Bei der alten Klosterstätte zu Frauenroth ist es der Sage nach nicht geheuer. Lodernde Feuer oder bläuliche Flämmchen werden in gewissen Nächten brennend auf dem Kirchhof oder in der Nähe der Klosterkirche erblickt, die einen großen, dort vergrabenen Schatz anzeigen.

Nicht weit von der Kirche erhebt sich ein Hügel, auf dem vor langen Zeiten erst eine Burg, dann ein Teil des Klostergebäudes stand. Von dort führte ein bedeckter Gang nach der Kirche, über den die Nonnen schritten, wenn sie sich auf dem Chor versammelten, die Horas zu singen.

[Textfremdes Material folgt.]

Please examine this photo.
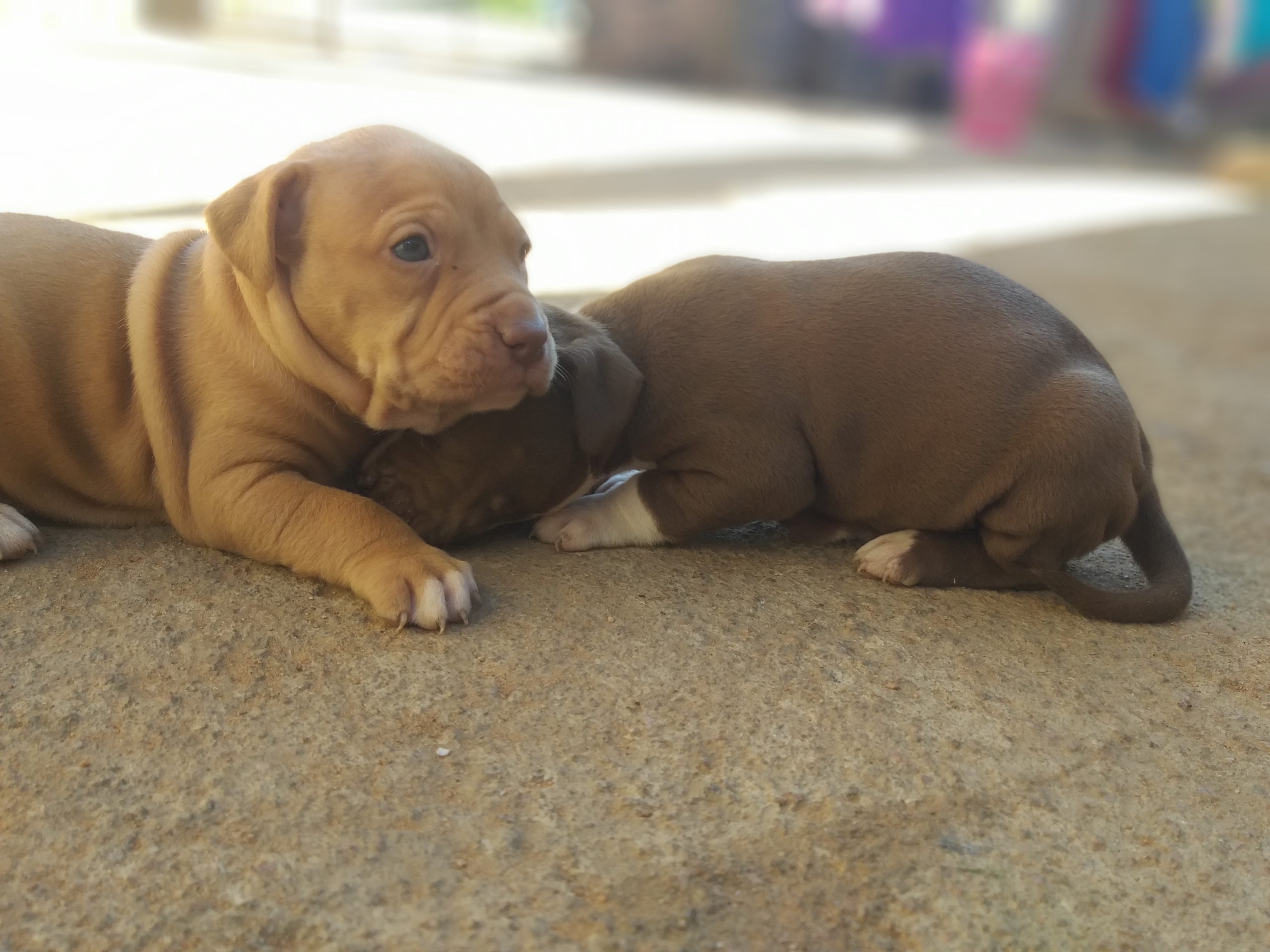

Man sieht noch über dem Portal die vermauerte Öffnung.

Alljährlich in gewissen heiligen Nächten erblickt man diesen Gang durch die Luft und den Zug gespenstischer Nonnen und sieht die Kirche erleuchtet, doch ist es nicht gut, lange hinzusehen; noch viel weniger, die Kirche dann zu betreten, denn in dieser halten die Geister Mette, und es knien vor dem Altar die Gestalten des Stifters und der Stifterin und hinter ihnen alle, die in der Kirche begraben wurden; von dem Haupt Beatrix' weht der weiße Schleier, und auf Ottos Haupt rauschen die Blätter eines welken Lorbeerkranzes geisterhaft im Hauch der Nacht. Nach der Mette ziehen die Nonnen alle still zurück und verschwinden im Nebel, wenn sie sich dem Hügel nähern.